The Chiefs' rushing attack averaged 128.5 yards a game last season, thanks in large part to the efforts of star running back Jamaal Charles and a solid performance from the offensive line. Charles notched a career-high 12 touchdowns on the ground, while gaining 1,287 rushing yards in his first year working under coach Andy Reid. Meanwhile, rookie Knile Davis emerged as the clear backup behind Charles. He rushed for a combined 148 yards on 45 carries and three rushing touchdowns when given added opportunities in Week 17 and the Chiefs' playoff loss to the Colts. The Chiefs' offensive line was hit hard by free agency after the season. Guards Jon Asamoah, Geoff Schwartz and Pro Bowl left tackle Branden Albert all signed elsewhere this offseason. To help patch the holes in the offensive line, the Chiefs signed Jeff Linkenbach, whose versatility and starting experience should add much needed O-line depth, and second-year player Eric Fisher will move back to his more natural position of left tackle.
TIME TO STEP UP
Last March, Dwayne Bowe signed a lucrative five-year $56 million deal with the Chiefs. He responded by hauling in a modest total of 57 receptions on 103 targets for 673 yards and five touchdowns in 15 games. Bowe, however, wasn't the only underachiever in the Chiefs' passing game. Outside of running back Jamaal Charles, not a single player on the team's offense had more than the above-mentioned 57 receptions, and only two players (Bowe and Dexter McCluster) had more than 50 receptions on the season. With a little improvement from Bowe and fellow wideouts Donnie Avery and A.J. Jenkins, along with the potential emergence of tight end Travis Kelce and draftee De'Anthony Thomas, the Chiefs' attack could field enough steady options to resuscitate the team's passing game in 2014.
Rising: Assuming he bounces back from knee woes, Travis Kelce could thrive in a Chiefs' passing attack that makes a living off of short-to-intermediate routes.
Declining: Although Anthony Fasano is the best blocking tight end on the roster, his fantasy upside may be hampered by the potential emergence of Kelce.
Sleeper: With Dexter McCluster gone, De'Anthony Thomas should fill in, not just as a returner, but also as an occasional slot receiver due to his big-play ability.
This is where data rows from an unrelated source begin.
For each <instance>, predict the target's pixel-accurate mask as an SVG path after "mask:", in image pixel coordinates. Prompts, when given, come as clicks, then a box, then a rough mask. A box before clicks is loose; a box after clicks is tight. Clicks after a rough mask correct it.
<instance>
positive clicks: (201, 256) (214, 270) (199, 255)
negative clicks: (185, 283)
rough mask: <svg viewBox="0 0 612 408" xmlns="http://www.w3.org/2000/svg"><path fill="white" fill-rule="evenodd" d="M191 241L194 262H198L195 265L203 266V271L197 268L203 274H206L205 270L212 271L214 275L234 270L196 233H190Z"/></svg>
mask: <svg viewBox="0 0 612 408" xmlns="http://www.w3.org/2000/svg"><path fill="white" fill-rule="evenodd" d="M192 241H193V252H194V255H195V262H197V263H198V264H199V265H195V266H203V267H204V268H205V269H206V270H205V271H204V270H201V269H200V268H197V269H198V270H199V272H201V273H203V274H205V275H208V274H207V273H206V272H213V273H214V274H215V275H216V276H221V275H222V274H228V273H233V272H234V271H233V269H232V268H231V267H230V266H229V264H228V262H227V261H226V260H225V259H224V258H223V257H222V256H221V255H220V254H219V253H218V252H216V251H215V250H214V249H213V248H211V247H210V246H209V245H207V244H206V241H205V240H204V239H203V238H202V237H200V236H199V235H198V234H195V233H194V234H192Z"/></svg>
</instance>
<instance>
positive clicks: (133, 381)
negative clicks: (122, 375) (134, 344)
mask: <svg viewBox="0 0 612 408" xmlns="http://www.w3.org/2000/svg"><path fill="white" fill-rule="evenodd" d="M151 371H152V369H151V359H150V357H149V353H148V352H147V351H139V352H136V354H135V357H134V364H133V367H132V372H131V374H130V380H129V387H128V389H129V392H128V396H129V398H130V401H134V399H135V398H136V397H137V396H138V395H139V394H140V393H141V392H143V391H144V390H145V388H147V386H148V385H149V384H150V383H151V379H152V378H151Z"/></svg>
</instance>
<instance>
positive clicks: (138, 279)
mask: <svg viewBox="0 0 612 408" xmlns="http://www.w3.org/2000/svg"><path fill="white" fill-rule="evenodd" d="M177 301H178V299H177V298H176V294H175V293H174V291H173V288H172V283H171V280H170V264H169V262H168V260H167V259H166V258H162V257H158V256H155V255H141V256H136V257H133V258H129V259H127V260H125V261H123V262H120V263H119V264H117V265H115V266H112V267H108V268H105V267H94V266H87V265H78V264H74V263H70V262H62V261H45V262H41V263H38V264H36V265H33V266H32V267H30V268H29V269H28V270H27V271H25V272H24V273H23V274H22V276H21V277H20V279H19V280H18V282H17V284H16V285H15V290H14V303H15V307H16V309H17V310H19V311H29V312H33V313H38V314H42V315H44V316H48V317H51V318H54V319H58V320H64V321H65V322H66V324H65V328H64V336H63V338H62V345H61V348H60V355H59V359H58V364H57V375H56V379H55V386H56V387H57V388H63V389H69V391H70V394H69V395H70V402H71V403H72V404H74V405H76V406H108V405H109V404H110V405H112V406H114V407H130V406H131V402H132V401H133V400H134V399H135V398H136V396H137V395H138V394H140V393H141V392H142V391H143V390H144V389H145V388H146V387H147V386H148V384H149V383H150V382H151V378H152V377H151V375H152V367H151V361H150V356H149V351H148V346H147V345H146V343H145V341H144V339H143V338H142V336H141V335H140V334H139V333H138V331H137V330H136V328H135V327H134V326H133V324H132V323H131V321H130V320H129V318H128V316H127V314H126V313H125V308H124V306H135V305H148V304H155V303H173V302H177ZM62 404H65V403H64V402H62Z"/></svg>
Supersleeper: The Chiefs failed to add any significant players at wide receiver, giving A.J. Jenkins – a 2012 first-rounder – an opportunity to finally emerge as a factor.
Tamba Hali - LB
The elite pass rusher has recorded 32 sacks over the past three seasons.
Justin Houston - LB
Missed five games last season, but still managed to rack up 11 sacks.
Eric Berry - S
A turnover machine who ranks as one of the NFL's top playmakers at his position.